Migration Of Shoppers Away From Physical Stores Continues

Call it the efficiency effect, but shoppers are making an increasingly large number of their purchases outside of physical stores—or at the very least, not making those purchases directly through those stores, such as going into a store to see an item and then purchasing it online while standing in the aisle. The fact that non-physical purchases are rising is not news to anyone in payments or retail. But the speed of the migration—and that it’s not slowing down as we approach the 20th anniversary for mainstream eCommerce—is rather alarming.

“U.S. retailers are facing a steep and persistent drop in store traffic, which is weighing on sales and prompting chains to slow store openings as shoppers make more of their purchases online,” The Wall Street Journal reported on Tuesday (Aug. 5).

The reason it’s an efficiency effect is that these shoppers are not fleeing physical stores per se. They are simply using eCommerce and mobile to make as many purchases as easy, efficient and convenient as possible. They are not abandoning stores as there are still many products that stores handle best. Refrigerators and ovens are hardly burning up Amazon, and clothing sales, although suffering declines, are still an in-store favorite given the tactual and fit issues. Then there is the immediacy factor, something that even same-day delivery efforts – which are still in their infancy – do not deliver.

The problem is that mobile, eCommerce and shoppers are all becoming far more efficient than retailers had planned on. And that means store closings. The Journal quoted Staples CEO Ronald Sargent saying that stores now “have to earn the right to stay open,” something that he said he expects “hundreds of physical locations over the next two years” to fail to adequately do. RadioShack plans to close 200 stores this year and Sears closed another 80 stores this year, the Journal said.

But RadioShack and Sears are struggling brands. What about the healthier chains? Walmart is feeling the in-store pain, but is fighting back by trying to make its online arm a supporter—rather than a murderer—of in-store sales. Further bucking the trend, Walmart has announced plans to add hundreds of physical stores in the next couple of years.

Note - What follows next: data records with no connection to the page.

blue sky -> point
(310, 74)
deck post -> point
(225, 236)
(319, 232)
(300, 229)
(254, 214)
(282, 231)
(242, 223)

How bad is the brick-and-mortar traffic bleed? Pretty bad. “Aside from a small uptick in April, shopper visits have fallen by 5 percent or more from a year earlier in every month for the past two years, according to ShopperTrak, a Chicago-based data firm that records store visits for retailers using tracking devices installed at 40,000 U.S. outlets,” the Journal reported. “Even as warmer temperatures replace the harsh winter weather this year, store visits fell by nearly 7 percent in June and nearly 5 percent in July, according to ShopperTrak.”